Not a scare, but a celebration.
Pancho's is returning to Metairie. Flags will be raised, chili will be cheesed, and the sopapillas will ooze with honey.


The real scare is how our bodies are gonna feel after we eat there for the first time.
Here is anecdotal story I received from Scare correspondent Matt Oertling:
Several weeks ago, a friend of mine, Kalunda (not his real name) was celebrating his birthday with a night of festivities at visions men's club. After some time at the bar/stage he selected a lovely young Thespian and solicited a lap dance from her. He was taken into the vip area and the entertaining commenced.
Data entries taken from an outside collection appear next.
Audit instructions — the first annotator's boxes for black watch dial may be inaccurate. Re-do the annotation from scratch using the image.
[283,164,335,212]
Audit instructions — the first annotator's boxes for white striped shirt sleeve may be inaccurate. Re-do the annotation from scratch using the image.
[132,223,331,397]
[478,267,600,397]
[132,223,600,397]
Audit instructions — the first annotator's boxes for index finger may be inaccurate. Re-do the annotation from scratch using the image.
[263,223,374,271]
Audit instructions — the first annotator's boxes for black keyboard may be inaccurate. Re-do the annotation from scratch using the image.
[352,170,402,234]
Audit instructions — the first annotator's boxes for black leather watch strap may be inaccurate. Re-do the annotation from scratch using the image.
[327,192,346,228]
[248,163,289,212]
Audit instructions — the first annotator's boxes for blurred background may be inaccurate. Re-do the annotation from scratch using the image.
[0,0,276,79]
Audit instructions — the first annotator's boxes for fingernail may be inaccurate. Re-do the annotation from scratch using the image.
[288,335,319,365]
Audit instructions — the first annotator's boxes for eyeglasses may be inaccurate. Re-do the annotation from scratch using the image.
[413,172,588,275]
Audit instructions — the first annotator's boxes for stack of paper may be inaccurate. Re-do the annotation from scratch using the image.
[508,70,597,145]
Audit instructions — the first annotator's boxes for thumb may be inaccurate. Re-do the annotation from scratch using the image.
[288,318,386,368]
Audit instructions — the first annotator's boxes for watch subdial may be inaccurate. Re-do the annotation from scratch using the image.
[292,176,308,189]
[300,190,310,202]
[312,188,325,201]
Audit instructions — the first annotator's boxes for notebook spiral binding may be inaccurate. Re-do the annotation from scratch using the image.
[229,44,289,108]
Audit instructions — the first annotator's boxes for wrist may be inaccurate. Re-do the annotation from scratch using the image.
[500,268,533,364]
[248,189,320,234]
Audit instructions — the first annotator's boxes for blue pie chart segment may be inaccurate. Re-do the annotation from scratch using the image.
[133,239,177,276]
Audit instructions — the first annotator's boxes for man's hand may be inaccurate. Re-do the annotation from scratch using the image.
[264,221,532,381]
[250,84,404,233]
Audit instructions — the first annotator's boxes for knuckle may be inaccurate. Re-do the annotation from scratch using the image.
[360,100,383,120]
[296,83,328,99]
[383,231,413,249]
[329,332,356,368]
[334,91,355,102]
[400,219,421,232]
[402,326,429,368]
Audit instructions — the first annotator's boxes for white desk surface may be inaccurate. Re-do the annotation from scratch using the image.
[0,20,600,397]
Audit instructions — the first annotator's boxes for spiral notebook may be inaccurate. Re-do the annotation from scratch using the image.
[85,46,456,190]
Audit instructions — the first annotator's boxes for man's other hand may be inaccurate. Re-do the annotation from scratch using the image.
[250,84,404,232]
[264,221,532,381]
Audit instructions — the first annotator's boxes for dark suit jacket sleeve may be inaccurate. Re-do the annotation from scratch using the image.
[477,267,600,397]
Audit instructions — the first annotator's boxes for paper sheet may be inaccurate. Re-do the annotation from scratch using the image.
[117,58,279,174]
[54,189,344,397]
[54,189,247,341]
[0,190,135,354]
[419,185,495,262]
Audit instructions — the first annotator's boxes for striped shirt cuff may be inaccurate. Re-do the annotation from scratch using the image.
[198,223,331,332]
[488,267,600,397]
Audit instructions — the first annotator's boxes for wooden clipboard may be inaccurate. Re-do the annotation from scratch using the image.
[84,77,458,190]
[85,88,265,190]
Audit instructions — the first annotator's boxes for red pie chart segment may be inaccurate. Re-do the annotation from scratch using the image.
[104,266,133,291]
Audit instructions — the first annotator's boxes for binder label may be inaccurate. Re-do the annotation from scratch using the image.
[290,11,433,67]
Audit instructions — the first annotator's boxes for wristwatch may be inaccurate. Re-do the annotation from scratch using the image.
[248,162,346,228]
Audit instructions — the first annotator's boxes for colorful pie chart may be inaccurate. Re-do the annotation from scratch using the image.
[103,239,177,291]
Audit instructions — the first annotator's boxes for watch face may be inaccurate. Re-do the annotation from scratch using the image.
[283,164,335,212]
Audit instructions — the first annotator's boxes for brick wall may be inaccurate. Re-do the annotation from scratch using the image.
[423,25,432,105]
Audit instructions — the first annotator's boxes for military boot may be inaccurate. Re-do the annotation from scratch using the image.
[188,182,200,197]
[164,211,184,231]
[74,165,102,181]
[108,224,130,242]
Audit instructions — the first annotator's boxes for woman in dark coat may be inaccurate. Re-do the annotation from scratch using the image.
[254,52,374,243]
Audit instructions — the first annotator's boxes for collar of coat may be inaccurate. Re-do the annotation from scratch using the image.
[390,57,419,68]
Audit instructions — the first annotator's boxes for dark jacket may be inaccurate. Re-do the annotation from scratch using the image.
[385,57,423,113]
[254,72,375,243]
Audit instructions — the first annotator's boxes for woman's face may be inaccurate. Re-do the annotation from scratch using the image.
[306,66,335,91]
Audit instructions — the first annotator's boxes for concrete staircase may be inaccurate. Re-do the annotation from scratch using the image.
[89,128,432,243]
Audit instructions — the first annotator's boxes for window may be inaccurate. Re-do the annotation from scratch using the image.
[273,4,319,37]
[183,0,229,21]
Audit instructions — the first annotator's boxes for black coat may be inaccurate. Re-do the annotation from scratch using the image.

After only a few brief moments, the entertainer began to convulse in a manner not usually associated with this sort of entertainment. He thought that this was just an unusual part of the routine. Nay. The girl then proceeded to snatch the hat off of his head and vomit in it. My friend instinctively pushed the dancer off of him, retrieved his hat, and went to place it in the bed of his truck. When he returned, he was accosted by a fleet of scantily clad and none to happy thespians at which point they accused him of vomiting on their coworkers and then pushing her to the floor. Needless to say he was astounded and confused as he left the club.
Ok, well tonight started out pretty scary as we had to run the bleep test. Which, just plain out sucks for anyone no matter how fat you may be. The night proceeded to get a bit better as we had our grand re-opening of the Rugby Pub under Tap & Go ownership. It was the most people/fun that I have seen in the place (you should check it out).
So, here’s the juicy part: as 2:00am rolls around, my wonderful and beautiful girlfriend starts “bopping” around and visiting other patrons of the bar. Apparently, a jealous old lady decided she didn’t want a hot younger chick talking to her husband, so she ran over and started cursing out and threatening the younger adversary. It was like watching animal planet and seeing the old gorilla running around with her saggy boobs scaring the kids…trust me. So, I decided to tell this old gorilla to chill out that Jenna was my girlfriend and she had nothing to worry about. This didn’t work as I had planned. She then wrapped her old arms around me and tried to kiss me asking, “How do you like that?” well, the obvious answer was “Not at all you old bitch, get your saggy arms off of me before I kick your husbands ass (at least that is what I was thinking).” Needless to say, we left to avoid any further trouble.
OR SO I THOUGHT…as I was riding home. I all of the sudden noticed those dreaded flashing lights behind me. Yep, it was a cop. Then a second showed up. As the cop walked up to my window, all I could think was, “FUCK FUCK FUCK FUCK OH SHIT I am going to jail!!!!!!!” Believe it or not I was pulled over for an expired license plate. How the hell did he see that before he pulled me over anyway?? So, he was pretty cool and just asked me for my info and walked away. So, I think I am in the clear. That’s when my passenger decided she had to release the demons from her body…yes puke!! Right, I know what you are thinking. If she pukes right in front of a cop, he will know I have been drinking too. So yes, I was fucking freaking out. I begged her to chill out and just relax, but I guess…when nature calls. She actually puked in a water bottle I used during practice. Believe it or not, I actually made it out OK. On that note, I also had a close call last Saturday on the Causeway, but that’s a different story.
If you made it this far, you must be pretty bored, but I thank you for your support. I am also writing this at 3:15am in the morning so cut me some fucking slack. What a scary world!
Peace out,
Rob
In a tense situation last practice, we learned that "B" in B-side Tony's name definitely doesn't stand for bleep (test).
In a bold move that left onlookers in shock, bsTony refused the bleep test much in the way an inebriated driver is coached to refuse a Breathalyzer test. Such a pioneer. We salute you B-side Tony.
Oert went to the hot box Yoga class tonight, and I think I may try to go to the next one, as long as I can say Yoga Fire and Yoga Flame the whole time I'm there.